I’ve said it before, and I’ll say it again: The worst part about insomnia is not the lack of sleep (although that is frustrating and debilitating in its own way), it’s not the fact that you get tired and suddenly wake up as soon as your head hits the pillow. The worst part about insomnia is the fact that when you’re up at 1am—or later—it really seems like there’s no one else out there awake, and the one thing you really want to know is that there’s someone else up, sharing your burden. But unfortunately, the middle of the night is that weird in-between time when it’s too late for my West Coast friends and too early for my East Coast friends.
It’s not that I specifically try to stay up this late anymore, because there was a time when I did. I’m getting to that point where I appreciate having the 8+ hours of sleep under my belt, so to be asleep by midnight or 12:30am is stellar for me. But then I lay down in bed, close my eyes and my brain immediately shifts to warp speed, and I start thinking about all the things that I have to do for work, all the things taking place in my life, all the things I pray will work out and the all the things I’m pissed at myself for or frustrated or worried about.

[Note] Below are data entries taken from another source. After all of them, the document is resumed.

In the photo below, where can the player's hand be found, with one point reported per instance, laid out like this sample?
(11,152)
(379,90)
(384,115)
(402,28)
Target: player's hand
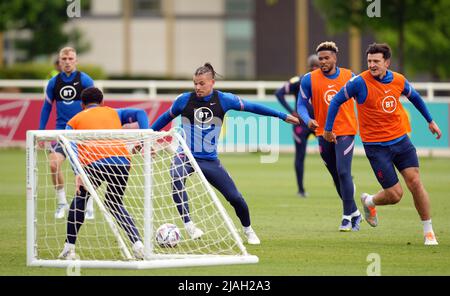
(329,136)
(313,125)
(131,125)
(292,119)
(78,183)
(434,128)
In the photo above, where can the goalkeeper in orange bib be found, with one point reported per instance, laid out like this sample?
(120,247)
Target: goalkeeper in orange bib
(384,128)
(100,163)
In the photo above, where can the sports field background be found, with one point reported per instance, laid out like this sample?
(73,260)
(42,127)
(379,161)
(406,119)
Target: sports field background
(299,236)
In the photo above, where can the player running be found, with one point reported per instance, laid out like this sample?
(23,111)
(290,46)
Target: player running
(384,128)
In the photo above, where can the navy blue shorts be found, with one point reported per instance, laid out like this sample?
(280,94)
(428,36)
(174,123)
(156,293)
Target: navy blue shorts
(402,155)
(56,147)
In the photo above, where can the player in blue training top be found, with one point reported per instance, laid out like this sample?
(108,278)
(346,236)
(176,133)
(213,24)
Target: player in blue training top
(301,132)
(64,89)
(202,114)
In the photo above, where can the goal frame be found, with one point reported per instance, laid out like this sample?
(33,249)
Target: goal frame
(151,260)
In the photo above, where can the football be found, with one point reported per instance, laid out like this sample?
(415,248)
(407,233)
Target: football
(168,235)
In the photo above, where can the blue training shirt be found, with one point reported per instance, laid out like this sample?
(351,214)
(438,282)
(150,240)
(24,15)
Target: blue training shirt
(357,89)
(202,138)
(64,110)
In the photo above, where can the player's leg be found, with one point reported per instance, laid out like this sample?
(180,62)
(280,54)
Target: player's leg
(381,161)
(344,156)
(56,158)
(76,216)
(179,172)
(328,154)
(301,133)
(218,177)
(407,163)
(116,177)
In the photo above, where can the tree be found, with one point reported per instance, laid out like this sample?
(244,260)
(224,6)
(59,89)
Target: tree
(416,29)
(44,19)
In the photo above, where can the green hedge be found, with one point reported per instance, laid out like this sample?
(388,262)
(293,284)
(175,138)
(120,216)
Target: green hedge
(42,71)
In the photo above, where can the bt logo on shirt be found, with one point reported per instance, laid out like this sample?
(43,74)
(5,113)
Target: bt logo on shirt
(389,104)
(68,93)
(328,96)
(203,116)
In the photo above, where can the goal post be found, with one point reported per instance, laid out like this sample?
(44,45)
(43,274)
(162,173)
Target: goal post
(132,198)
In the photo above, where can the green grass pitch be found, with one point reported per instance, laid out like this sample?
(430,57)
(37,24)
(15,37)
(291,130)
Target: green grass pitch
(299,236)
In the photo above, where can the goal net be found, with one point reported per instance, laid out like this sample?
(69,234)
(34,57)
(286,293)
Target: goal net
(132,176)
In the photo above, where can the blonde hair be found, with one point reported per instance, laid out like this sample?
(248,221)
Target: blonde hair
(327,45)
(66,50)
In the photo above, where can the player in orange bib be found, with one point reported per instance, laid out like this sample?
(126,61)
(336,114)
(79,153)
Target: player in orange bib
(101,160)
(319,87)
(384,128)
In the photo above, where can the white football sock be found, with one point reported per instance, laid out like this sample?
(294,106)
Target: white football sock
(247,229)
(61,194)
(427,226)
(369,201)
(355,213)
(90,205)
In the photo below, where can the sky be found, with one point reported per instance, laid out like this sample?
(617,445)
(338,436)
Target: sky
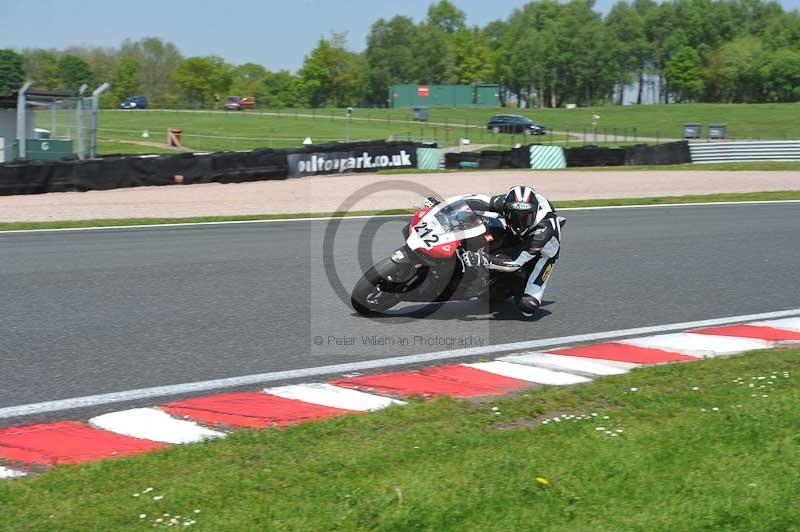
(273,33)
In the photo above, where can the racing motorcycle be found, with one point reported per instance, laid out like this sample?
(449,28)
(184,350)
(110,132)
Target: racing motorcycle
(430,267)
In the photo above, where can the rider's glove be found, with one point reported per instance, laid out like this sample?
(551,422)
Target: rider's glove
(430,202)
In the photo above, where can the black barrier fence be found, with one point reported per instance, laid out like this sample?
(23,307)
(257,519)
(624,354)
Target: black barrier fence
(594,156)
(670,153)
(38,177)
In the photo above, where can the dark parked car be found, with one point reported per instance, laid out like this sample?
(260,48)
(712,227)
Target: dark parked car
(134,102)
(237,103)
(515,124)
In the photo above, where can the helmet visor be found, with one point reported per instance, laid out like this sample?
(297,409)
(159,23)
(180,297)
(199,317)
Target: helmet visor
(521,219)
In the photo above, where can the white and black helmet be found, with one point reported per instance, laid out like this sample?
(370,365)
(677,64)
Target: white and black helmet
(520,207)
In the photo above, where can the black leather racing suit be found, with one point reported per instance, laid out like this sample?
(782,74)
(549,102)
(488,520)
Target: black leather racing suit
(532,255)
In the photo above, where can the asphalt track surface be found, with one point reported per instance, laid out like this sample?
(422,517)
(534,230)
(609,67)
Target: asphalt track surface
(90,312)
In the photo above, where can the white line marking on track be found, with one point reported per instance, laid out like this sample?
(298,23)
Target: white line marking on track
(791,324)
(578,365)
(362,217)
(529,373)
(153,424)
(700,345)
(249,380)
(333,396)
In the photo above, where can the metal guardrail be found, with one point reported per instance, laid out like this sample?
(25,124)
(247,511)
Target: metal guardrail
(767,150)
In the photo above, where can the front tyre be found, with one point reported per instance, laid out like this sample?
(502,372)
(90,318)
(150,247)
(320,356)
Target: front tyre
(370,295)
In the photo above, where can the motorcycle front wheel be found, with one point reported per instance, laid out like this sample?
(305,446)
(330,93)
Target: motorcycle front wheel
(371,295)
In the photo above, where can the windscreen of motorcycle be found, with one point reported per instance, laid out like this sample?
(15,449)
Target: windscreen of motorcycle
(450,221)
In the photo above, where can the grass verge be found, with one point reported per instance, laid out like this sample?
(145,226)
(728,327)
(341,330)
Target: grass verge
(126,222)
(700,449)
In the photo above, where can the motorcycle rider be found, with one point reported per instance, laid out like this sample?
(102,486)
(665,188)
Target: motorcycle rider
(531,247)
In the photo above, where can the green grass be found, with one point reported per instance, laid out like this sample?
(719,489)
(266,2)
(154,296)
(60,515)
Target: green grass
(458,465)
(108,147)
(217,131)
(118,222)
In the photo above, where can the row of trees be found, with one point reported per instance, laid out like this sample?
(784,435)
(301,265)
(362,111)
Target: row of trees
(544,54)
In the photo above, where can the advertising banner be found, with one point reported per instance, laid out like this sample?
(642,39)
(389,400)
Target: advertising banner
(362,160)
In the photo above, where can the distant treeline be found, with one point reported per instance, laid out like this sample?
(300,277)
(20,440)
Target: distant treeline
(545,54)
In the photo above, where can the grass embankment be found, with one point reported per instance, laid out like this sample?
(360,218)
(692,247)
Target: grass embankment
(665,200)
(214,131)
(709,445)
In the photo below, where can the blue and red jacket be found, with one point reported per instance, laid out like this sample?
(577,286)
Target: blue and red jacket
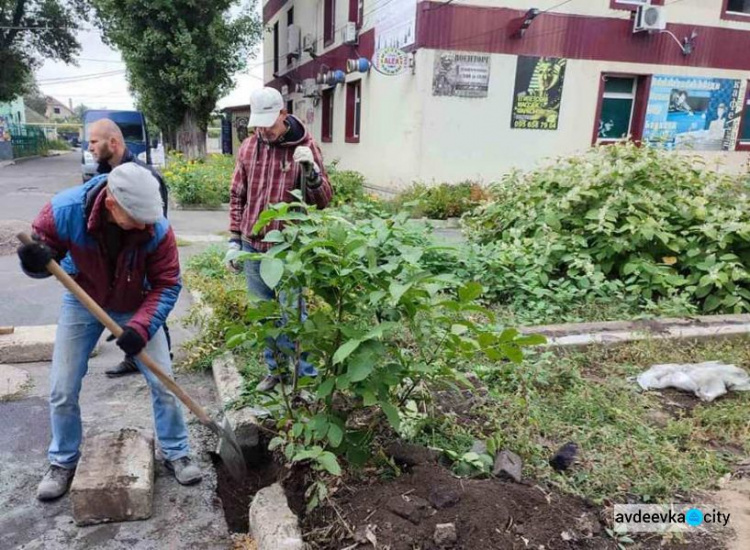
(146,279)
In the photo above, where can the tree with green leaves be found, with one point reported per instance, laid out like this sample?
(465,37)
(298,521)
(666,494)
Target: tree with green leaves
(33,30)
(181,56)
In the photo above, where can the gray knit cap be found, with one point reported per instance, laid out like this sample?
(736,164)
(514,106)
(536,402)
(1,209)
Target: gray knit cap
(137,191)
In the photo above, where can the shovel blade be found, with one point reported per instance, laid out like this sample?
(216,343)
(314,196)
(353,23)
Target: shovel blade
(230,452)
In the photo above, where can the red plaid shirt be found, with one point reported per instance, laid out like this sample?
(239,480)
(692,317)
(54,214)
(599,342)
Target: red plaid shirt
(264,175)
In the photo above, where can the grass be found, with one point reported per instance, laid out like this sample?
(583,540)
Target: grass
(630,449)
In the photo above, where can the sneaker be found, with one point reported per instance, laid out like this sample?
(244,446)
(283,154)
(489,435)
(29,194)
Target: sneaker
(268,383)
(127,366)
(55,483)
(184,470)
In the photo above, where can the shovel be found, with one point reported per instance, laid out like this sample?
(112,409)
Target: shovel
(231,454)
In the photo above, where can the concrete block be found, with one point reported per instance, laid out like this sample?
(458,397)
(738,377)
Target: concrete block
(272,524)
(29,344)
(229,385)
(115,478)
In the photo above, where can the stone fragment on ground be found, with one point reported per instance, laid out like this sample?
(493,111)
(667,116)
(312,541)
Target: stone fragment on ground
(444,497)
(409,454)
(115,478)
(12,381)
(509,465)
(445,535)
(272,523)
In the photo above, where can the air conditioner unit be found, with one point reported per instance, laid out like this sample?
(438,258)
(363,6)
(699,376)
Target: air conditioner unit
(349,34)
(650,18)
(308,44)
(309,87)
(293,40)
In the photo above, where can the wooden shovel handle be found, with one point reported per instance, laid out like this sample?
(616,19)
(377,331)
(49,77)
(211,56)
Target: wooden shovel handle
(54,268)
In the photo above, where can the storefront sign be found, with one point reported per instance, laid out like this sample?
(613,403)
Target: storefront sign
(461,75)
(538,93)
(390,61)
(696,113)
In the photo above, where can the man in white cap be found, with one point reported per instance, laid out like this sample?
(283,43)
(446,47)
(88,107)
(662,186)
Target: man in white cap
(123,253)
(270,164)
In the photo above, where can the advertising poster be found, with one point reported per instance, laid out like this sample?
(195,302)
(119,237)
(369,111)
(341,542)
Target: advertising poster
(696,113)
(461,74)
(396,25)
(538,93)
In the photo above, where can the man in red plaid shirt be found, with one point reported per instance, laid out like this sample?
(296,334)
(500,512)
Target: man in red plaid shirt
(270,164)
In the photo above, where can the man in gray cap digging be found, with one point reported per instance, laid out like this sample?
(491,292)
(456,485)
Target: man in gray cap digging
(123,253)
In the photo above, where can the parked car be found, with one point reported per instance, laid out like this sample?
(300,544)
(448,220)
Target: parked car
(133,126)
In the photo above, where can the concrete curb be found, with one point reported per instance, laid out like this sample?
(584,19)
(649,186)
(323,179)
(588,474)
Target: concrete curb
(30,345)
(581,335)
(229,385)
(272,524)
(200,207)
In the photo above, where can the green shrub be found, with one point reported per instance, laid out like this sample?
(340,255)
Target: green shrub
(205,182)
(442,201)
(58,145)
(348,185)
(380,328)
(633,223)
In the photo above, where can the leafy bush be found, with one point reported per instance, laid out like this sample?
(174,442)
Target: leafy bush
(633,223)
(223,302)
(442,201)
(380,326)
(205,182)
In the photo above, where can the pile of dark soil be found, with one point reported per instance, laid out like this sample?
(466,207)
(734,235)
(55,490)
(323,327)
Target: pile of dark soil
(402,514)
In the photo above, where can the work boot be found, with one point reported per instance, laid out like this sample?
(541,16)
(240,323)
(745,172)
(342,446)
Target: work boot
(126,366)
(55,483)
(184,470)
(268,383)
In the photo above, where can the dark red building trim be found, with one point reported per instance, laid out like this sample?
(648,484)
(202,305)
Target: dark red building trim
(483,29)
(615,5)
(271,9)
(732,16)
(332,59)
(745,108)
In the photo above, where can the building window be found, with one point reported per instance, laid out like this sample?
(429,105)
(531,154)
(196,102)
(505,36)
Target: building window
(275,48)
(616,114)
(355,12)
(743,143)
(329,21)
(353,111)
(631,4)
(326,126)
(622,108)
(289,22)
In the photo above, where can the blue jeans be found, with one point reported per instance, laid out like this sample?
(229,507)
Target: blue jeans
(282,347)
(77,333)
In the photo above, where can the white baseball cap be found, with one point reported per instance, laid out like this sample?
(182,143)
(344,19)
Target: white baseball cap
(265,106)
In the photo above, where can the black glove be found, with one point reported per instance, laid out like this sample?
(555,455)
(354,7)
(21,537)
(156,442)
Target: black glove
(131,342)
(34,257)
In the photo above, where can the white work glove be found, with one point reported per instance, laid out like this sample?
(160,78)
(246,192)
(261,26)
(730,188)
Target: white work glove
(232,264)
(304,157)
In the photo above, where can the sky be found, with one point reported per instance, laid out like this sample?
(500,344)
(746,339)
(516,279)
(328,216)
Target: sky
(98,81)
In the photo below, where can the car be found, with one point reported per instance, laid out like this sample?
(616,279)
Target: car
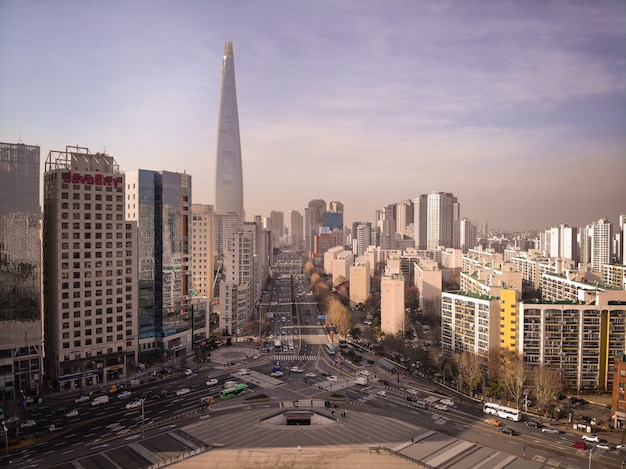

Yet there’s no one to share them with. And it’s like that rant Lewis Black does about people saying stupid things to you—if you have someone there to share the stupid thing with, you laugh about what a dumb schmuck the person who said it was, and it’s gone. But if there’s no one there to share it with, the stupid thing goes in your ear and enters your brain, which immediately screams, “LET’S FIGURE IT OUT!” and devotes way too much processing power to it, and then your friends find you three days later passed out in your bathtub.
Sadly, I have no friends awake to share it with and let it all out of my head—all I have is my laptop and the warming glow it illuminates me with. And that will have to light my way to morning.